本書では、RAGを実際に作ってみることを一つの目標としていますが、これがなんでなのか?という話をしてくれました。
RAGはLLM関連の技術要素のキャッチアップを必要最低限に済ませることができる(実装難度がそこまで高くない)上にLLMに対しての期待値を調整できることが大きいということでした。
ServerlessでLLMを実装する
本書では、ServerlessでLLMを実装する*1ことで、
- マイクロサービス指向なシステム構築
- リアクティブなアーキテクチャ
- 認証・認可にもとづくリソースアクセス
- DRY
といったSoftware Excellenceを実現することを目指しているということでした。
書籍の具体的な範囲で言うと、以下が該当するということでした。
第6章→外部検索、履歴を踏まえた応答をするWebアプリの実装
第7章→ストリーム形式で履歴を踏まえた応答をするSlackアプリの実装
第8章→社内文書に答えるSlackアプリの実装
パネルディスカッション
講演の後はパネルディスカッション(質疑応答)がありました。以下、質問と回答を一問一答形式かつ常体で記載していきます。
LangChainはバージョンアップが激しく破壊的変更が起きやすいと思うのだが、キャッチアップの賞味期限を聞きたい
- LangChainを学ばなくてもLLMの知識はどんどんupdateされていくのが間違いない。そのため、LangChainを中心に学ぶことでコアな部分のキャッチアップが効率よくできると思っている
- 書籍の賞味期限はないと思う(基礎的部分にフォーカスしているため)
- 半年前の資料は今も普通に使えている
Document transformerでドキュメントをチャンクに分割する際にどれくらいの単位で分割するとよいか?
- 試行錯誤段階だと思うが、細かく言うなら一段落
- Microsoftの研究なども参考にすると良いと思う
- 経験則的に言うなら、チャンクサイズ300&オーバーラップ30文字&アプリの中で類似検索したトップ2つを取り出す、というのが一番精度良かったが、取り扱う文章によって全然変わってくるとは思う
AssistantAPIでRAGのアプリは簡単に作れるようになったと思うが、LangChainにはどのような利点があるのか?
- エージェント的に動いてくれるAssistantAPIは、レイテンシーが大きすぎるような感覚はある
- AssistantAPIはLangChainなしでも一部機能はそこそこできるようになったが、あくまでも一部であるうえに、弱点もあるしOpenAIへのロックインリスクもあると思っている
LlamaIndexとの使い分けは?
- LlamaIndexで完結するならそちらのほうがいいと思うが、LangChainのほうがカバレッジが全然広い
- RAGとかに特化するならLlamaIndexのほうがいいとは思うが、LangChainのほうが広い範囲をカバーしているのでそちらの方を抑えておきたい気持ちはがある
実サービスでGPTを使用しているが、モデルのアップデートに伴いプロンプトをチューニングするのを人力で頑張るのは非現実的に感じている。

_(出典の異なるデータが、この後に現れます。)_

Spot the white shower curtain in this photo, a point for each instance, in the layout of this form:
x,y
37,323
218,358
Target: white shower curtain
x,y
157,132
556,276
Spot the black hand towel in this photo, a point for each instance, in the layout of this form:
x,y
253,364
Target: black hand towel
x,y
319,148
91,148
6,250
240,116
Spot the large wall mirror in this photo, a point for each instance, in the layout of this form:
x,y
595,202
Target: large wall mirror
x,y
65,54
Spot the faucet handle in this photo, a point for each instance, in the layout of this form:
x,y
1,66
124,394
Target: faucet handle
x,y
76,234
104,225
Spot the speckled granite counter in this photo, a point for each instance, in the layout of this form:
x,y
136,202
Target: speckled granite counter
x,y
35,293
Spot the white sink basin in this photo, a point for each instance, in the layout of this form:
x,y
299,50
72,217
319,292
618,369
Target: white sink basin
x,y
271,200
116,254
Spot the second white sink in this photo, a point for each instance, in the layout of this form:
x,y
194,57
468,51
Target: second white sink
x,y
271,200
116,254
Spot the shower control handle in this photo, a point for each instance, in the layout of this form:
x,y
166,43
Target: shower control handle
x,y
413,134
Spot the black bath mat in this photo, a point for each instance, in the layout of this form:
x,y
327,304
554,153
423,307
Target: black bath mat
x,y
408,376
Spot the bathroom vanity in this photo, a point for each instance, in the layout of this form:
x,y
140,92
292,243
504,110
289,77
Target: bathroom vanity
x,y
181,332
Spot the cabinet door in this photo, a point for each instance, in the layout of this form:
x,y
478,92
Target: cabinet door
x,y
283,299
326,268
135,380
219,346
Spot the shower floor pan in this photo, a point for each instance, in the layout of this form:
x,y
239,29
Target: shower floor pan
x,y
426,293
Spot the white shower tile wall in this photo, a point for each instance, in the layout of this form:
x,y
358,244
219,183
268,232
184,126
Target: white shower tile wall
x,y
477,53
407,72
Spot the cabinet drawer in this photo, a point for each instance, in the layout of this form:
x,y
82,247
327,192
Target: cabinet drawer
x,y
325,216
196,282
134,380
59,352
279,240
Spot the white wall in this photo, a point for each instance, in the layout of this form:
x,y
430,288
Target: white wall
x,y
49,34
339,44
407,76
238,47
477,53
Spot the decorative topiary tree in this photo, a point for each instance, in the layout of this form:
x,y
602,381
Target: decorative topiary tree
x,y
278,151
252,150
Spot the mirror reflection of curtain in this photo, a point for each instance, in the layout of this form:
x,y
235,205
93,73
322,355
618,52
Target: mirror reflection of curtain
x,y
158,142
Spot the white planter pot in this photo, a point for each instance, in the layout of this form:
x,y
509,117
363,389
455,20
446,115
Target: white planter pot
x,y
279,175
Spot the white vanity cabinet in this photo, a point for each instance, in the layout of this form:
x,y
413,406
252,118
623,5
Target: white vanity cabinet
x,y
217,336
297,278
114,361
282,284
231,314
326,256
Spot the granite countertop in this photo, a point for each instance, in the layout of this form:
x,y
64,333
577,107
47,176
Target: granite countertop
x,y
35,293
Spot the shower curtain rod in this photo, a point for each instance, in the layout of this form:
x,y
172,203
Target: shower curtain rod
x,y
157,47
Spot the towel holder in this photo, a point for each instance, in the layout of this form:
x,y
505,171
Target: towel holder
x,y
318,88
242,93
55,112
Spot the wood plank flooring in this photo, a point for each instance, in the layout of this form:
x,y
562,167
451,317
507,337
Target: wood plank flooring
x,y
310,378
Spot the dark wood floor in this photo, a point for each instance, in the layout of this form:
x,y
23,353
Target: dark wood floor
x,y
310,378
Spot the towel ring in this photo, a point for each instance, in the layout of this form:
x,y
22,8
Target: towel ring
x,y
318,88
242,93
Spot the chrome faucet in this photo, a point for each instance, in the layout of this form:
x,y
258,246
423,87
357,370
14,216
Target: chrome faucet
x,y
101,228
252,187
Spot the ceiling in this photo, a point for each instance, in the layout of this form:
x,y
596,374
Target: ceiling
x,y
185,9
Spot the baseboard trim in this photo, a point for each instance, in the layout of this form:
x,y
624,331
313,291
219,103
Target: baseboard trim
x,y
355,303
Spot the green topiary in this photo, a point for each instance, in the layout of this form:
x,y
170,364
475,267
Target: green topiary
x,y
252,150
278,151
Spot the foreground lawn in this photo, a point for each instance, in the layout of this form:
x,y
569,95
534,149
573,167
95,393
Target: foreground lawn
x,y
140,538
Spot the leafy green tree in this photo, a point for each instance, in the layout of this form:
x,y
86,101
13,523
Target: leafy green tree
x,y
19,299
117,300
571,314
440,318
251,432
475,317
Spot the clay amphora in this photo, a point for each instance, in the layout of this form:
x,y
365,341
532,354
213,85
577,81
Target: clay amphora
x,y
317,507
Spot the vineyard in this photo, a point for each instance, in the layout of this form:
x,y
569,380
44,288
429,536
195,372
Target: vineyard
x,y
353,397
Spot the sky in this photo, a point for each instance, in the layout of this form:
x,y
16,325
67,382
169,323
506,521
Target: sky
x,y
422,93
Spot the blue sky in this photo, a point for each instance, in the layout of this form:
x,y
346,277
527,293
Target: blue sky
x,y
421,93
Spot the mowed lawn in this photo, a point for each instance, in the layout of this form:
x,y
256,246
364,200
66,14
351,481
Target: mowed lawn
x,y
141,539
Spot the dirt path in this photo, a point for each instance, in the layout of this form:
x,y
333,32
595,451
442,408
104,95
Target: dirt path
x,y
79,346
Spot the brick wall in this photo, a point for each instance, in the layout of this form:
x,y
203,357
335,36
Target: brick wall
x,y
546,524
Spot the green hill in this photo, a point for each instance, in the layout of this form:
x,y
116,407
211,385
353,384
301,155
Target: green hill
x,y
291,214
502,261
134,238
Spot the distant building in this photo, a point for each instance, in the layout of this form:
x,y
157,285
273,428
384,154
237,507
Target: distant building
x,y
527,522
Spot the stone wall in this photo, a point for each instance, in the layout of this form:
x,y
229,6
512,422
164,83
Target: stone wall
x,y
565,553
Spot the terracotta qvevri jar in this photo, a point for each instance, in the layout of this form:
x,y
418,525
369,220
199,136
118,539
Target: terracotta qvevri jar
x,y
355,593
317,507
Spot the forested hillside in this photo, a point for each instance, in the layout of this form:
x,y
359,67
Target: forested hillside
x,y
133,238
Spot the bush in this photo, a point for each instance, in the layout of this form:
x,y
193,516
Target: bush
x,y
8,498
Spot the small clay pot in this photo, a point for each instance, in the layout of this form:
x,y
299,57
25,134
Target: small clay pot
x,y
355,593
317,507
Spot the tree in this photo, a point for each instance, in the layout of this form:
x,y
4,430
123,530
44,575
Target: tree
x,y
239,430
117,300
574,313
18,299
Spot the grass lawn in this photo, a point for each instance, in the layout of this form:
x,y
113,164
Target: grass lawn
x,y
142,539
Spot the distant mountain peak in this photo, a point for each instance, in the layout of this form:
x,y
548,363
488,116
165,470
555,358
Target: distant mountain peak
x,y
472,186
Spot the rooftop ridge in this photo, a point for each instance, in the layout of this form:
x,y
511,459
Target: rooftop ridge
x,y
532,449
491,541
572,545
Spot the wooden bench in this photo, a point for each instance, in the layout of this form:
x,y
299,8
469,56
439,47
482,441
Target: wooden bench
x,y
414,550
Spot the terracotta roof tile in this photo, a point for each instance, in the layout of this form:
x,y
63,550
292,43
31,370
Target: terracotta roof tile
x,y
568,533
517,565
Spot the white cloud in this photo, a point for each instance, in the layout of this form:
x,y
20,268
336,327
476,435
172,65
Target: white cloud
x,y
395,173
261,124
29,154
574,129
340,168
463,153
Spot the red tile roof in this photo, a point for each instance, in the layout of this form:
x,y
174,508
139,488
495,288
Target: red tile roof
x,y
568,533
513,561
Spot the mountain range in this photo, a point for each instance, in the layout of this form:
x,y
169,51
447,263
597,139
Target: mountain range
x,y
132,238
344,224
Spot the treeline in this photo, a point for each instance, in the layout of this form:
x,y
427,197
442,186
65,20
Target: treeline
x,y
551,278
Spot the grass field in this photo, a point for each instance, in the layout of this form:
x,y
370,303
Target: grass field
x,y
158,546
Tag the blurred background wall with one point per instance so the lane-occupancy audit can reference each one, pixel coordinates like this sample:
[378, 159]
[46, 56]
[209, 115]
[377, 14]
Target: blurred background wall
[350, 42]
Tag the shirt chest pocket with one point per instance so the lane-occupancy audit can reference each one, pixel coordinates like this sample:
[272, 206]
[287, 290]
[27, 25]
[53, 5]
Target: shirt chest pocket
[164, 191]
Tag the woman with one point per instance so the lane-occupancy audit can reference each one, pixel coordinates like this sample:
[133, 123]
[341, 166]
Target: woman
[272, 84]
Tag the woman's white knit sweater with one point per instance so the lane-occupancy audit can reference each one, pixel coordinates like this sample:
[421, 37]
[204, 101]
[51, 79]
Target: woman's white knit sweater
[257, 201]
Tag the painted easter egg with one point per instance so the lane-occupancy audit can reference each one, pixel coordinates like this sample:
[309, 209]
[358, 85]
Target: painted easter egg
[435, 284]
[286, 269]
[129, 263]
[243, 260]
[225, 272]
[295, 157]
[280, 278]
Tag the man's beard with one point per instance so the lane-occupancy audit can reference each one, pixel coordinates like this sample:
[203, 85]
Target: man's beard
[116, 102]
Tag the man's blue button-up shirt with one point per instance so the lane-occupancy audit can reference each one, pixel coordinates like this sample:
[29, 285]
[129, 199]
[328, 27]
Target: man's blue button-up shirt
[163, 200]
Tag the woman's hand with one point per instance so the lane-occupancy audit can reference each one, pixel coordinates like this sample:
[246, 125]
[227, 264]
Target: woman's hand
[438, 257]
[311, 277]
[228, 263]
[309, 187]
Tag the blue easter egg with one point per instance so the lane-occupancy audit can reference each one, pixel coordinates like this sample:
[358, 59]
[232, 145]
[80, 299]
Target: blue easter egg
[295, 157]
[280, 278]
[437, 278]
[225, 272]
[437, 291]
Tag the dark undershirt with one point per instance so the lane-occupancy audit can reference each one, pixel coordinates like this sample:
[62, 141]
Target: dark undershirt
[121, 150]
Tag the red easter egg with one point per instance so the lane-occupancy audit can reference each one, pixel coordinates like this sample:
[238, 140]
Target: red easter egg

何か対処法はあるか?
- そもそもモデルのアップデートにそこまで速く追従しないといけないのか?というのはある
- 前の環境より精度が高いことがわかってからバージョンアップするなど
RAGを実装するうえで、ベクトルDBに何を採用するか?
- ベクターデータになっていない元データがどこにあるのか次第だと思う。S3にあるというならKendraは優秀だと思う。処理のロバスト性などを考えながら元データに近い場所で処理する方がDBをどうするかよりも大切
- 検索精度が重要だと思うので、エンタープライズ系のほうがうまくいくという話はよく聞く
LLMアプリの性能評価/性能向上はどうするのか?
- LangChainのエバリュエーションなどを読んでおけるとよいのではないか?
- まだ人力でやっている。今は自分の不安解消のために目検でやっている
GPTsを使えばLangChainを使わなくても同じことができるのか?
LangChainを使う場合の言語はPythonがよいか?
LangChainを使ったWebアプリを作る場合どんな技術構成が望ましいのか?
- そんなに変わったことはない。LangChainに絡むところだけPythonを使うとかでもいいと思う
LLMと向き合った場合、実ビジネスで有望性あるサービスとしてはどのようなものがあるのか?
- RAGでお金はとれない
- エージェントの先だと思う
- AIど真ん中を行くと他の大企業が本気で来たときに負けるので、自社サービスベースで考えるほうが筋がよいのかな?とは思う
会全体を通した感想
ビジネス観点やキャッチアップの効率性などの観点も交えながら、本の紹介にとどまらず色々な話が聞けたので満足できました。
実際にLangChainを触っているであろう方からの質問も多かったので、パネルディスカッションがいつも以上に面白かったです。